In The Words of Jesus: A Gospel of the Sayings of Our Lord (Jossey-Bass, Feb.; reviewed in PW Dec. 3), author Phyllis Tickle strips Jesus of the context and the narrative surrounding his words, leaving only the "red-letter" text of the New Testament. The result, which Tickle calls "a sayings gospel," reveals startling things about this figure many people—including the author—thought they knew.

RBL: What do you gain by separating the words of Jesus from the rest of the Gospels?

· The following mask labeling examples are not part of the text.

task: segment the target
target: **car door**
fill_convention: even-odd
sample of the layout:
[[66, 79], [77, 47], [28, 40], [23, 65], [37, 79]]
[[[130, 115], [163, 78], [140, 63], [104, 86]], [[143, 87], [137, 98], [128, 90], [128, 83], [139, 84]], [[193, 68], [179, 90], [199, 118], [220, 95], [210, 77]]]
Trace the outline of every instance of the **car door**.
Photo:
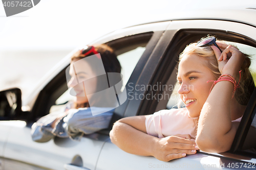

Tickle: When you take away the narrative and the contextual pacing, you get power—rata-tat-tat. It is almost like being in front of a machine gun. The more subtle thing is that the reader has always had an intellectual overlay to the Gospels. You say, "I am reading Luke, so I am reading the gentile take on what Jesus said." But when you remove the author and the narrative, you realize the core is exposed much more cleanly.

RBL: What do you lose?

Tickle: We took the manuscript to a focus group at the Episcopal cathedral in Memphis and they had this period of anger and skepticism. Some of them admitted they didn't like him very much because he ceases to be the caring shepherd and he becomes something very dramatic. You lose the guru. And you lose any sense of the sweet child, holy, meek and mild. You lose the stereotypes. This man is God incarnate. It is as if Sinai is moving among us, speaking its own Torah with no Moses. It is Sinai on legs.

RBL: What did this process teach you about Jesus?

Tickle: I came to hear him first instead of visualizing him. One of the preconceptions we bring as Roman or Protestant Christians is that we visualize the divinity. Now there is no picture because the voice is so overwhelming that it shatters all the pictures. It also showed me his personality—that he is stark and, well, godly. He is not some wandering carpenter who went for a new job. What you've got is what probably made the children of Israel cringe.

RBL: How do you hope readers will use this book?

Tickle: I hope they will read it with some sense of amazement—and very slowly. It overwhelms you. You can be stripped naked of all the preconceptions and the conditions that you have come to the scriptures dressed in or anaesthetized in and meet here, stark naked, who and what your God is.